If they are not, advanced features may not be usable, but that would not discard all of the info provided by the /trips endpoint (distance, cost, vehicles involved, etc) and a simpler, best-effort version can be implemented.

Right now, apps couldn't use the endpoint at all if for any reason the routes are not made available.

@quicklywilliam start/end may indeed help, but I'm not entirely sure that every city/agency would be willing to provide them, for the same privacy reasons.

[quicklywilliam]

@vperron are these cities using /trips without the /status endpoint, then?

[vperron]

@quicklywilliam I don't know, that was purely hypothetical ! My point being that if privacy is the reason the routes are not provided within trips, replacing them with starting and ending points maybe does not change much that issue.

So my first thought would be that they probably would have to be optional as well, even if I entirely agree, those start/end points could also be found in the /status endpoint, maybe just not as easily.

So we see 4 options now:

• Do nothing: the routes are mandatory and no trip info is given without it
• Make the route optional: all the trip metadata is accessible to apps, no privacy issues with /trips
• Replace route by start/end points in some cases: better info, but maybe still has privacy issues
• Allow payloads to be parametrized: extremely flexible, but probably tough to implement for all providers

[quicklywilliam]

Ah, thank you for clarifying! Apologies, I think I might have misunderstood your original use case.

Could you clarify what kinds of external actors you have in mind for this use case? If the use case involves sharing trips data widely beyond the agency, I think even removing route data might not suffice to address potential privacy issues.

[vperron]

The sensitive data from the point of view of cities&agencies we've contacted is the geolocation, combined with a timestamp, of a particular vehicle, especially if it becomes easy to determine frequent routes from point A to B (commuting, for instance)

If this route information is stripped, the /trips payload still contains duration, vehicle, distance and cost information, which can be used for city-wide mobility analysis and trends but can not identify any place, portion or district specifically.
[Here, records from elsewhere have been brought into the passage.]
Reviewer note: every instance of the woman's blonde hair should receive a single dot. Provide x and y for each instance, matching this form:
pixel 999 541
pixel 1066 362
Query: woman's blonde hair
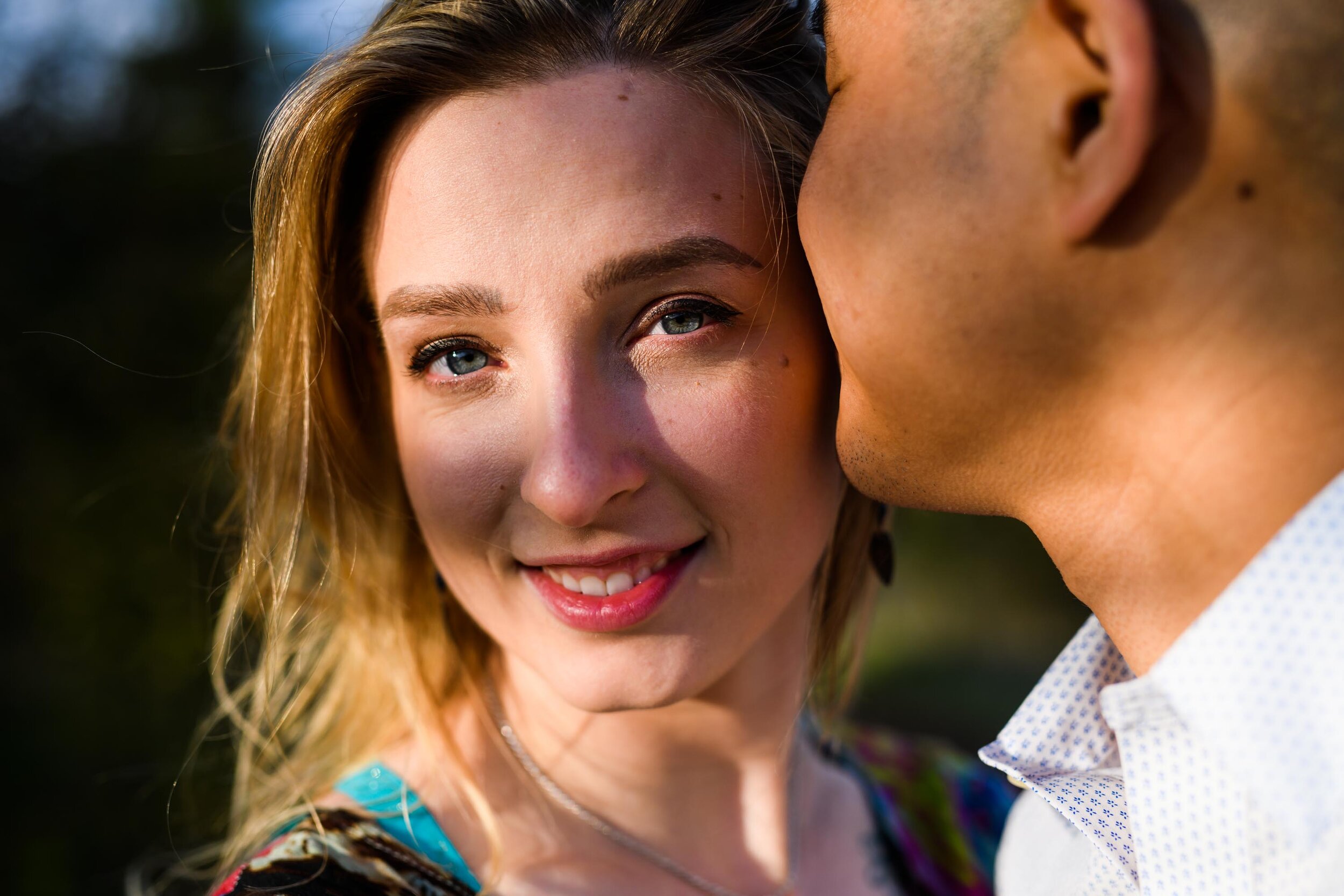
pixel 334 640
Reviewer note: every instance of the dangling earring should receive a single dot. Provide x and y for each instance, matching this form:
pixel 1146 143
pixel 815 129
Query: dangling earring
pixel 882 554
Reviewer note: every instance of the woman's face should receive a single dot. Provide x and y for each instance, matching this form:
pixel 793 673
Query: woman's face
pixel 612 391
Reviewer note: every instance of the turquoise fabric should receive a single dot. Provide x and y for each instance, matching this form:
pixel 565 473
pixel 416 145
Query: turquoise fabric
pixel 402 814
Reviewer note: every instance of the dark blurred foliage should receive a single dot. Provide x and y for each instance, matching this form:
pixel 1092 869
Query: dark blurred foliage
pixel 125 238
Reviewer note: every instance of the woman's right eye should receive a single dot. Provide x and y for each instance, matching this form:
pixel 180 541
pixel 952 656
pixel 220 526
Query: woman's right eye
pixel 448 359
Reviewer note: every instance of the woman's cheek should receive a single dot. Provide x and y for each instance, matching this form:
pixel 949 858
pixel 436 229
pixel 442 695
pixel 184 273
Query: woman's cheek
pixel 455 472
pixel 750 426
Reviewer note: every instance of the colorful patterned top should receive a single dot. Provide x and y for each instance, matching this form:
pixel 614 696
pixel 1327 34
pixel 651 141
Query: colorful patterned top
pixel 939 816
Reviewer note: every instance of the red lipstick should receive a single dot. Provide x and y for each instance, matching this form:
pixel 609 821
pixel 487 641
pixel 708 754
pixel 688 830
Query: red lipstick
pixel 616 612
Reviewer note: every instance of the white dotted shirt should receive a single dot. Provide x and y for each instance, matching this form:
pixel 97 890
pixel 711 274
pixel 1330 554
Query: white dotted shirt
pixel 1221 773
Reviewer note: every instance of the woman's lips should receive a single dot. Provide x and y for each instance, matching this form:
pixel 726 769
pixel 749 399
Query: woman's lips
pixel 628 598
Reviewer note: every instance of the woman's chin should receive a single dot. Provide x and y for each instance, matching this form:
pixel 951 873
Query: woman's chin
pixel 639 682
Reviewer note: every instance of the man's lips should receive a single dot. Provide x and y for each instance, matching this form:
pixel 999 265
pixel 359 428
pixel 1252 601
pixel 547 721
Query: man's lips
pixel 628 605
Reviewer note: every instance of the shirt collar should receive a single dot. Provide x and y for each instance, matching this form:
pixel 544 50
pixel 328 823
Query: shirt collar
pixel 1259 677
pixel 1257 680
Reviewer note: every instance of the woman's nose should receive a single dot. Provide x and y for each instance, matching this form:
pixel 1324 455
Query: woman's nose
pixel 584 454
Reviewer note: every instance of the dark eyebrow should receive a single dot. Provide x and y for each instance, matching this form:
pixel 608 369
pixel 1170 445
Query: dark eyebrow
pixel 461 300
pixel 666 259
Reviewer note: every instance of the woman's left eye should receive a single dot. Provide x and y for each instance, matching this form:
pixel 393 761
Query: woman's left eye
pixel 460 362
pixel 686 316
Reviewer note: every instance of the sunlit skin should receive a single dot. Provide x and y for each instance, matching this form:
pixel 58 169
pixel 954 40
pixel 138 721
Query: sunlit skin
pixel 641 367
pixel 1117 323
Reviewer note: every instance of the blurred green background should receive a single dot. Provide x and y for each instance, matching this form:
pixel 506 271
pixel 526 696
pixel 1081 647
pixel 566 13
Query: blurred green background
pixel 127 140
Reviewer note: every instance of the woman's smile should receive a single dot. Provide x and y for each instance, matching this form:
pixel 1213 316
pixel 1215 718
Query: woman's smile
pixel 617 594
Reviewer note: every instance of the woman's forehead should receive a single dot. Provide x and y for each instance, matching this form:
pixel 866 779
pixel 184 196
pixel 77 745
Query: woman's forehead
pixel 542 179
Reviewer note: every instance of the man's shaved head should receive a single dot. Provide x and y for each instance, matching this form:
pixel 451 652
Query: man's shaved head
pixel 1284 57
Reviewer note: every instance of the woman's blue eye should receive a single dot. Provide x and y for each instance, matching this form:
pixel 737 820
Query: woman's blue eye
pixel 679 323
pixel 466 361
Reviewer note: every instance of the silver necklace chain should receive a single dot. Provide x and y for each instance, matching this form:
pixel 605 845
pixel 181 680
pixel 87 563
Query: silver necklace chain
pixel 628 841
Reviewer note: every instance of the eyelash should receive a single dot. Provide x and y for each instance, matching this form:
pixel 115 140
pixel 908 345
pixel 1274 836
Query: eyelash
pixel 429 353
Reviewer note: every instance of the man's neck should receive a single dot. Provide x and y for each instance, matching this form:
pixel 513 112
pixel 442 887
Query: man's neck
pixel 1195 458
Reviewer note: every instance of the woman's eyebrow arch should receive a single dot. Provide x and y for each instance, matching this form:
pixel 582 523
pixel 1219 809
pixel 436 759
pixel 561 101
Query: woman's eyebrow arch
pixel 434 300
pixel 666 259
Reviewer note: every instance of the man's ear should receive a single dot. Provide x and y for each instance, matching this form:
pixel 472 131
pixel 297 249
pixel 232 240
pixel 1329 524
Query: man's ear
pixel 1104 104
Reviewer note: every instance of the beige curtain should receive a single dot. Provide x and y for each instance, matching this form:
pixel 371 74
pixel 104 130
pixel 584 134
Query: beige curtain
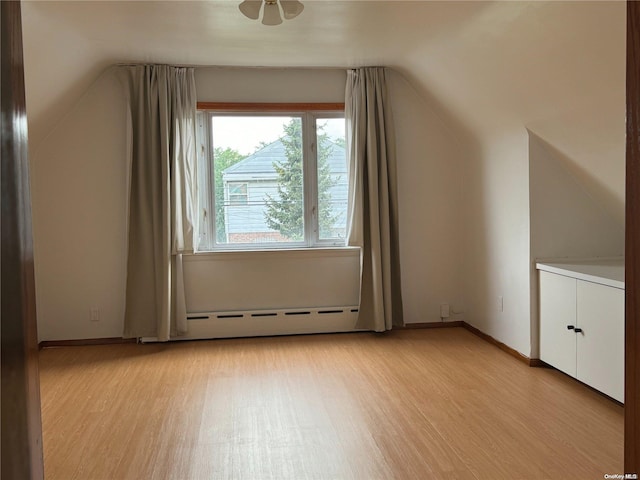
pixel 162 156
pixel 372 207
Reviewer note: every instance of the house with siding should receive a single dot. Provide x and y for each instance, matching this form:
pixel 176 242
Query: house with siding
pixel 251 182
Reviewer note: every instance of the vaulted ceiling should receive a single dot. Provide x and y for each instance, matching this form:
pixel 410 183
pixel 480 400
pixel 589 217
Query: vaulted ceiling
pixel 556 68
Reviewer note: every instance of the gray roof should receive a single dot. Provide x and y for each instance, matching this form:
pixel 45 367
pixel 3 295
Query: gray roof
pixel 260 164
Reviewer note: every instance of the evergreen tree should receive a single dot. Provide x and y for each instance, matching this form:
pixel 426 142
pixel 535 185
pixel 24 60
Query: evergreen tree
pixel 285 213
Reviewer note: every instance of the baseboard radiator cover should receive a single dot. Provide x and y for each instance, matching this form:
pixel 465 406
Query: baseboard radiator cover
pixel 283 321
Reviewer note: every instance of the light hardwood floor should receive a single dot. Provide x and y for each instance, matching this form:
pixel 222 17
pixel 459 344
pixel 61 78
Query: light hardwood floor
pixel 412 404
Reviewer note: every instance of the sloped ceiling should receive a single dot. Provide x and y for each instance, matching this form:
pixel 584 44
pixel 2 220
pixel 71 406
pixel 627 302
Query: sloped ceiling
pixel 487 68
My point is, we should consider making this basic information accessible even if the cities or agencies are not willing to expose route information, thus making the route "optional".
On the other hand, if the route info is present, further analysis (district-to-district balancing, etc) becomes possible.

[quicklywilliam]

Got, thank you for clarifying! For this use case I think I would advocate for sharing via a different means. I am concerned that in raw format trip data can be attacked, even without route data. For example, if I know duration along with the exact times that a trip ends and begins then it is likely I can attack a GBFS feed by comparing timestamps and durations with when various vehicles disappear at a given location. From there, it is likely I could then establish an exact trip O/D for a portion of trips.

[schnuerle]

Since the original use case by @vperron is about sharing the feeds with other entities, and removing routes from trips may not be enough to protect privacy, and #480 is now implemented in 1.1.0, and we are discussing this more broadly in #507, I think we should close this specific PR.

[vperron]

Agreed.

[schnuerle]

This has been addressed even more explicitly with #646 and the ability for cities to exclude route data from provider endpoints.